1 - Sensor Noise & Aliasing

In any physical system, perception is imperfect. Sensor Noise refers to the random, unpredictable variations in sensor readings, often modeled as Gaussian (normal) distributions. A distance sensor might read 1.0 meters, but the true distance could be 0.95 or 1.05 meters.

Perceptual Aliasing occurs when a system’s sensors map multiple, distinct states in the environment to the exact same sensor reading.

Imagine a robot navigating a hallway. If it detects a wooden door, it might be outside Room 101 or Room 102. Because the inputs are identical, the robot cannot distinguish its true state based solely on that single observation.
To resolve aliasing, systems must rely on a sequence of historical data (belief states) and probabilistic localization algorithms, rather than trusting a single snapshot in time.

2 - Actuator Effects (Uncertainty in Action)

Just as input is noisy, output is inconsistent. When a control command is sent to an actuator (like a motor turning a wheel), the physical execution will rarely be perfect.
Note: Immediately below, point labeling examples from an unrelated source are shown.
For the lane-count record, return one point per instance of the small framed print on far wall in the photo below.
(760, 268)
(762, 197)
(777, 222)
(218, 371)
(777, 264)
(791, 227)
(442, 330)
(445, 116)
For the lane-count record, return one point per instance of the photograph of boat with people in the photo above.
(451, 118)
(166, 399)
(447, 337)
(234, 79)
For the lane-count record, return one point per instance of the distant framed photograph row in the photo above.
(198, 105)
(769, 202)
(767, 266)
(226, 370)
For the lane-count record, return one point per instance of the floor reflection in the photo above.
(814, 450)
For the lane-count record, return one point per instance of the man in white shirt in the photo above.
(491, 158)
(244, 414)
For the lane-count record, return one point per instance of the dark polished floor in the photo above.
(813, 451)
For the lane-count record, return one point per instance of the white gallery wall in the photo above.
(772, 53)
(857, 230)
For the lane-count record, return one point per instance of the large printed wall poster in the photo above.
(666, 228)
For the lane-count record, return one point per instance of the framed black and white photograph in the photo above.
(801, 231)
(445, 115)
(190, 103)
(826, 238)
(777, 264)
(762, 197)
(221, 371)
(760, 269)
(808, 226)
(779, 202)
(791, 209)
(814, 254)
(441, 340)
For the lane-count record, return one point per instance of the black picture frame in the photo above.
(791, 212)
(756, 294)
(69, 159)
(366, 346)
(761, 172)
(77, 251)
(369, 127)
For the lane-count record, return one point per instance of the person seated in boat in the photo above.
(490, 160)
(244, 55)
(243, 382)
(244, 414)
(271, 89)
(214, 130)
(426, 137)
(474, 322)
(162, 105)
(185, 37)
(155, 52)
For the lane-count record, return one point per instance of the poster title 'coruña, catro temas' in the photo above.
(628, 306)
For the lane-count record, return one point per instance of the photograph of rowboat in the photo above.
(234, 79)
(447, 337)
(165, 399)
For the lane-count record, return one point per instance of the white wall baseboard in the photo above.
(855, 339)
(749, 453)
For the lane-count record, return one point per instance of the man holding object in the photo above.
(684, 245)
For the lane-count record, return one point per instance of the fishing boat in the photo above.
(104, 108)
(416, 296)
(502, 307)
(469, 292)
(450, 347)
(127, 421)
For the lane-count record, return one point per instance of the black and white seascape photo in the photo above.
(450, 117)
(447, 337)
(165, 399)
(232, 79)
Environmental factors: Friction, uneven surfaces, or unexpected obstacles alter the trajectory.
Internal factors: A slight drop in battery voltage changes the motor's torque, or mechanical wear and tear causes a slight drift. If you command a system to move forward by exactly 1 meter, the resulting position is not a single deterministic point, but rather a probability distribution of possible end locations. Designing robust algorithms requires modeling this continuous uncertainty, often using Markov Decision Processes (MDPs) to plan for the highest-probability outcomes.

3 - AI Foundations

The explosive growth of modern AI rests on four critical pillars:

Data: The massive volume of digitized information required to train complex models.
Computational Power: The hardware infrastructure. Early AI research was severely bottlenecked by weak processors and memory limitations. Modern hardware architecture, heavily utilizing parallel processing, allows for the matrix multiplications required in deep learning.
Algorithms: The mathematical frameworks—from foundational search algorithms to backpropagation in neural networks—that allow systems to learn from data.
Scenarios: The real-world environments and use-cases (like autonomous driving or medical diagnosis) that provide the structural boundaries for the AI to solve.

4 - Bayesian Theory Vs Naive Bayes

Calculating the exact joint probability of many interacting variables requires exponential computational complexity ( $O (2^{n})$ ). The Naïve Bayes classifier drastically simplifies this by making a strong assumption: all features are conditionally independent of each other, given the class label.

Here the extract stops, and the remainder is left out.